Requerimientos analíticos y preanalíticos para el análisis de ferritina

Analytical and preanalytical requirements for ferritin analysis

 

A. Bertoncin; M. Dicugno

Laboratorio Central del Hospital Británico de Buenos Aires

abertoncin@hbritanico.com.ar

 

Palabras claves:        ferritina,

                                   hierro,

                                   métodos.

Keywords:     ferritin,

                        iron,

                        methods.

 

Introducción

La ferritina es la principal proteína de almacenamiento de hierro, cuya actividad de ferroxidasa convierte al Fe (II) en Fe (III) a medida que lo internaliza en su núcleo.
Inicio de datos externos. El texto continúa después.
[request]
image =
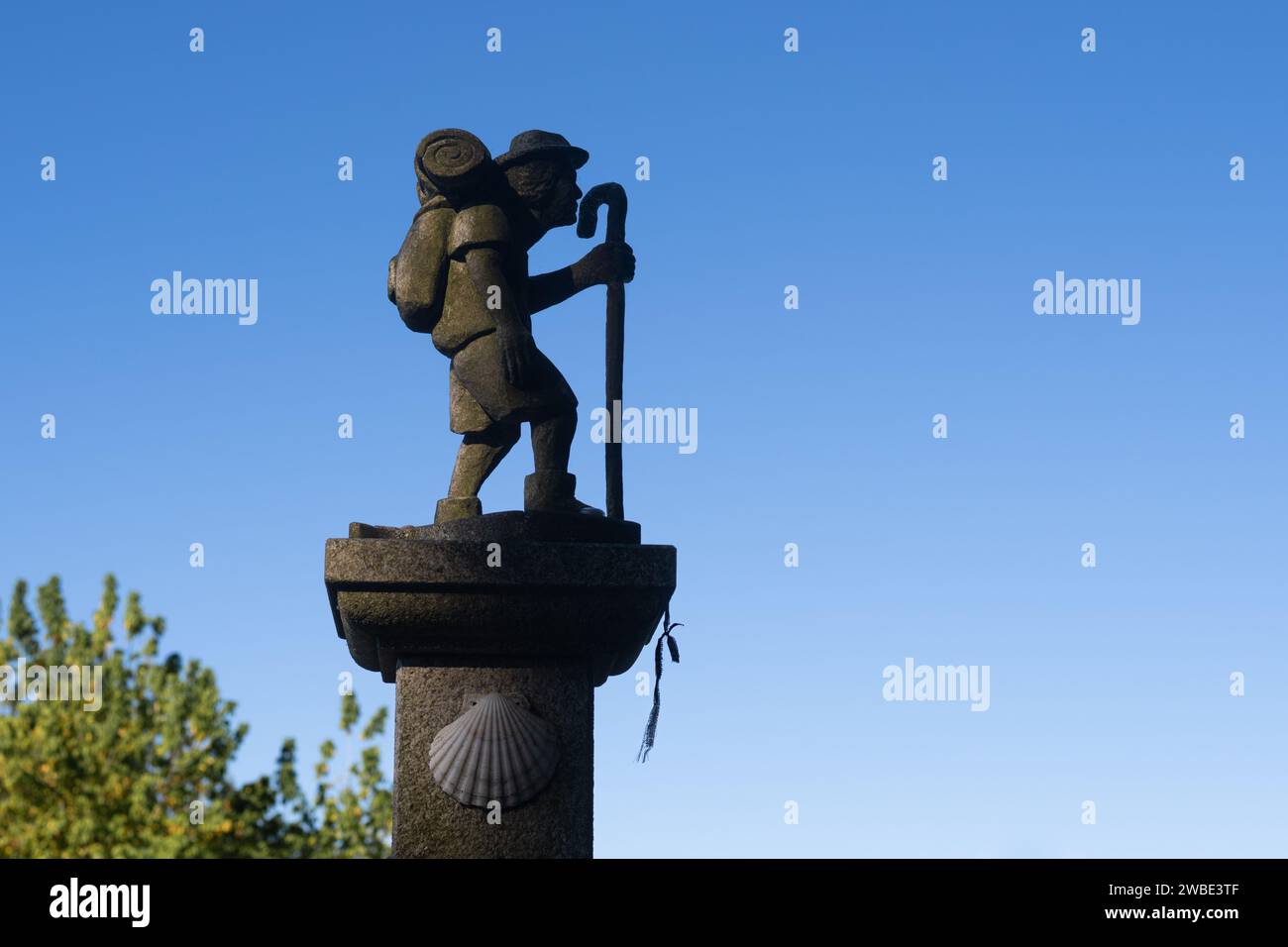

Esto permite que el hierro esté disponible para procesos celulares críticos, protegiéndolo de los efectos potencialmente tóxicos del hierro libre.

Su estructura está compuesta por una capa proteica de 24 subunidades de alto peso molecular (450 kD) y un núcleo de hierro almacenado, que puede contener hasta 4000-4500 átomos del mismo (Figura 1). Estas subunidades proteicas son denominadas H (heavy) y L (light), designando sus nombres según su movilidad electroforética. Por un lado, la ferritina rica en subunidades H se encuentra en corazón, riñón y tejido tumoral y su principal función es ser intermediaria en la transferencia del hierro. Por el otro, la ferritina rica en subunidades L está en hígado, médula ósea y bazo, su función es la de almacenar el hierro a largo plazo.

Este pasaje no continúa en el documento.